DHCP reservation avoids this by telling the router/DHCP server to hold that address.  On Windows Server, you create a reservation for an IP address and assign to the reservation the MAC address of the computer that should receive it.  When any computer comes online, the MAC address is checked and if it matches the reservation, it receives that IP address.

I'm not familiar with ARP binding, but a quick search suggests that it's a security precaution against ARP poisoning.  In ARP poisoning, a rogue computer sends ARP messages that associate an existing and legitimate IP address with its own MAC address.  I think the ARP binding that you're referring to involves an independent, trusted database kept on the router that checks ARP requests and prevents traffic from being routed to a rogue host.

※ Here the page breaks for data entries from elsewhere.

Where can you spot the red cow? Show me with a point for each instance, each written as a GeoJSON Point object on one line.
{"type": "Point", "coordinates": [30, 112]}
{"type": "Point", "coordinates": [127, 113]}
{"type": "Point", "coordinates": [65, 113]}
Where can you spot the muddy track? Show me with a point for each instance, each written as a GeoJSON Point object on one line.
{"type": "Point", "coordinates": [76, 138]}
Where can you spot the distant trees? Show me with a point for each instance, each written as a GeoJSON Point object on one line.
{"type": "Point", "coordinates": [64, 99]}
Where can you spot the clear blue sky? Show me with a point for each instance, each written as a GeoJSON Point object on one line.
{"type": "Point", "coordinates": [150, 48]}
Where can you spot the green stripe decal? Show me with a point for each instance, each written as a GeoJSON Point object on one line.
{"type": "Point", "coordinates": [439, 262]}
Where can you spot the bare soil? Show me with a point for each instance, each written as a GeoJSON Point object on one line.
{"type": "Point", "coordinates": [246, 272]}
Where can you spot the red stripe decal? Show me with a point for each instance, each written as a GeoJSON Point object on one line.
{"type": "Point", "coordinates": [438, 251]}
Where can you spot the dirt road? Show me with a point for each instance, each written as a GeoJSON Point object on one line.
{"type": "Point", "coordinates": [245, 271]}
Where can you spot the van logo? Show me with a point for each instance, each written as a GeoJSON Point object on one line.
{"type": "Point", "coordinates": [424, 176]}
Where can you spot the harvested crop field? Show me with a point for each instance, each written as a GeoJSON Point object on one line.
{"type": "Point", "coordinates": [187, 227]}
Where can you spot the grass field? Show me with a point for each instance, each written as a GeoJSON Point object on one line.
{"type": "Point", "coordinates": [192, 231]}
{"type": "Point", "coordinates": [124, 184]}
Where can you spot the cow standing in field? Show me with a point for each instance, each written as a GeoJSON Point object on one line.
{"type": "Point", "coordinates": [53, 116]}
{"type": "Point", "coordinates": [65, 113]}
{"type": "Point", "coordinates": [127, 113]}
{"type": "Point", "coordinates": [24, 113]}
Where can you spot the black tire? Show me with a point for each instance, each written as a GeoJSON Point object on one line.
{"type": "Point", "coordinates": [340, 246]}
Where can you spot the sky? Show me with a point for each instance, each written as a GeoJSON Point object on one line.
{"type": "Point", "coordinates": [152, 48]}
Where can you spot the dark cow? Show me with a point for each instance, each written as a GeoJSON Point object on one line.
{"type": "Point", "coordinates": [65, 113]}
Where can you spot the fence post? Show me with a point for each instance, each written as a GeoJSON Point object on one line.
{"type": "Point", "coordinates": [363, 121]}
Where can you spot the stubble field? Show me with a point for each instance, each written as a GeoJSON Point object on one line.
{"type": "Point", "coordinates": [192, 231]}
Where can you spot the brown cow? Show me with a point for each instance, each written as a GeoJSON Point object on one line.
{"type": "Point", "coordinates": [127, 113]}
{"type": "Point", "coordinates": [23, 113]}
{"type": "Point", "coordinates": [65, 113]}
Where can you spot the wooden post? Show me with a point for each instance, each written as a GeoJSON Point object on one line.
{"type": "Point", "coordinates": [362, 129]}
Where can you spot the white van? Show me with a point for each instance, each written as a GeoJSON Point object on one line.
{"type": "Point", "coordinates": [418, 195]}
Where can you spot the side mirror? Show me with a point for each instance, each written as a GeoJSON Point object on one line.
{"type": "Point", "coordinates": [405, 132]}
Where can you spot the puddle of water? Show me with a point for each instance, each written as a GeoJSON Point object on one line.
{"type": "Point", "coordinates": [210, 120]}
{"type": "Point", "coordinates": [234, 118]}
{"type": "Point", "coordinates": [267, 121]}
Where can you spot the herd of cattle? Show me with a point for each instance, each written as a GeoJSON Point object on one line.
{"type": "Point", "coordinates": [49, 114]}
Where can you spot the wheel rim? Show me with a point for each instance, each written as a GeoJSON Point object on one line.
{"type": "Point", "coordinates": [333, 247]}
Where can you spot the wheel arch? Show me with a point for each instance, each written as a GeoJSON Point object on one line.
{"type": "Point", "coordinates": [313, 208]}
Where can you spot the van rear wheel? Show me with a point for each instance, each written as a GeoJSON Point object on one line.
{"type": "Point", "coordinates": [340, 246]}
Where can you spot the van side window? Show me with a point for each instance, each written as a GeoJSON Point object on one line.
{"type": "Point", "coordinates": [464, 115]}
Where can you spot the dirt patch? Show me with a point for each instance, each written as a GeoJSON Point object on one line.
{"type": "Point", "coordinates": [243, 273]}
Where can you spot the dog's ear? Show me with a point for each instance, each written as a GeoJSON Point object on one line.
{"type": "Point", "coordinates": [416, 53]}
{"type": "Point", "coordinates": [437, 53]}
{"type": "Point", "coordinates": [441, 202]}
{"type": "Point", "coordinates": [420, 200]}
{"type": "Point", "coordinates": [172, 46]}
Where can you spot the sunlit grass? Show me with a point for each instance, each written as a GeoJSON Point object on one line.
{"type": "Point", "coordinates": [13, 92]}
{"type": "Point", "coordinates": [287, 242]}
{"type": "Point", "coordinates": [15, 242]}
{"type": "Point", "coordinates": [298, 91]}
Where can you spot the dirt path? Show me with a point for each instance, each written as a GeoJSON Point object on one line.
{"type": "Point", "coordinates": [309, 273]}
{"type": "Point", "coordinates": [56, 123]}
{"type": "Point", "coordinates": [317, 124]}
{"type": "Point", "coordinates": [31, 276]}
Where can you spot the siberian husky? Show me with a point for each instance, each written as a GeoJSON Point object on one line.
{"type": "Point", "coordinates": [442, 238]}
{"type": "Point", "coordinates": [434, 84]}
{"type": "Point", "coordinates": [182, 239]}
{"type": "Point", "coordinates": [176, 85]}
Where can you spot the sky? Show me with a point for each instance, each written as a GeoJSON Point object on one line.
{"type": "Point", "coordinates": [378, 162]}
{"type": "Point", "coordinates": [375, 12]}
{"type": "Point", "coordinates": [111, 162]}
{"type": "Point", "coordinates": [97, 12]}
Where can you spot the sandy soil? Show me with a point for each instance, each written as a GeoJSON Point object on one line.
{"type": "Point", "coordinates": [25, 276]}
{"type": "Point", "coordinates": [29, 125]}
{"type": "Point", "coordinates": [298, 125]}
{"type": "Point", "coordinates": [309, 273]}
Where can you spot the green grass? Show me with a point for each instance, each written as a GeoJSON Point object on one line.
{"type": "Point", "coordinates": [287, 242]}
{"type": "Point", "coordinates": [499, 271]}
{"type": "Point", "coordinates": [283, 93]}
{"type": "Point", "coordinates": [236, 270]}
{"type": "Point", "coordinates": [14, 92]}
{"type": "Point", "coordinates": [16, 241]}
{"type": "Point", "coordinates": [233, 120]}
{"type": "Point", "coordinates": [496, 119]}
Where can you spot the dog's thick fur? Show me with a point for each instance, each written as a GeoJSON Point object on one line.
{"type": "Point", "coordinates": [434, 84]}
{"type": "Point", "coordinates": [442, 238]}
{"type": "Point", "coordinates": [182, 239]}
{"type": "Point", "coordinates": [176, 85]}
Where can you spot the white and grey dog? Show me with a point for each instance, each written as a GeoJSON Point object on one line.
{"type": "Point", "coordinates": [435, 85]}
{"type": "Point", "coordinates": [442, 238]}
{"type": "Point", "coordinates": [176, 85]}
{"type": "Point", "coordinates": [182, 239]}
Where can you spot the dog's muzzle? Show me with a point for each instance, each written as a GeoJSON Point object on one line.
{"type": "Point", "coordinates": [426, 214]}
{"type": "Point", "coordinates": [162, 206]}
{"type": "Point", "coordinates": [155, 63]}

I hope that helps.  But check the manual for your router:  http://media.netcomm.com.au/public/assets/pdf_file/0015/14244/BP504_UG.pdf


----------



## Cromewell

pym said:


> DHCP reservations are used to set aside IP addresses, in order that they not be handed out upon DHCP request to computers that they're not meant for.
> 
> For example, you have a server on your network and you want it always to use 192.168.1.2 because you have scripts configured to use that IP address.  Even if you have the static address 192.168.1.2 configured on the server, the address might be handed to another machine if the server is down for any appreciable amount of time.  Then, when the server came up again, there would be two computers with the same IP Address.
> 
> DHCP reservation avoids this by telling the router/DHCP server to hold that address.  On Windows Server, you create a reservation for an IP address and assign to the reservation the MAC address of the computer that should receive it.  When any computer comes online, the MAC address is checked and if it matches the reservation, it receives that IP address.
> 
> I'm not familiar with ARP binding, but a quick search suggests that it's a security precaution against ARP poisoning.  In ARP poisoning, a rogue computer sends ARP messages that associate an existing and legitimate IP address with its own MAC address.  I think the ARP binding that you're referring to involves an independent, trusted database kept on the router that checks ARP requests and prevents traffic from being routed to a rogue host.
> 
> I hope that helps.  But check the manual for your router:  http://media.netcomm.com.au/public/assets/pdf_file/0015/14244/BP504_UG.pdf


Normally I'd say the same about ARP Binding but I took a quick look at the manual and in this case it seems to do the exact same thing as reserving the address. It takes a MAC/IP address pairing just like the address reservation. I would use IP Reservation though, I'm not 100% on what ARP binding will do, it may mess up your routing if it doesn't force the same address to get assigned.


----------



## sveken

Thank you you for you'r help  i used the address reservation


----------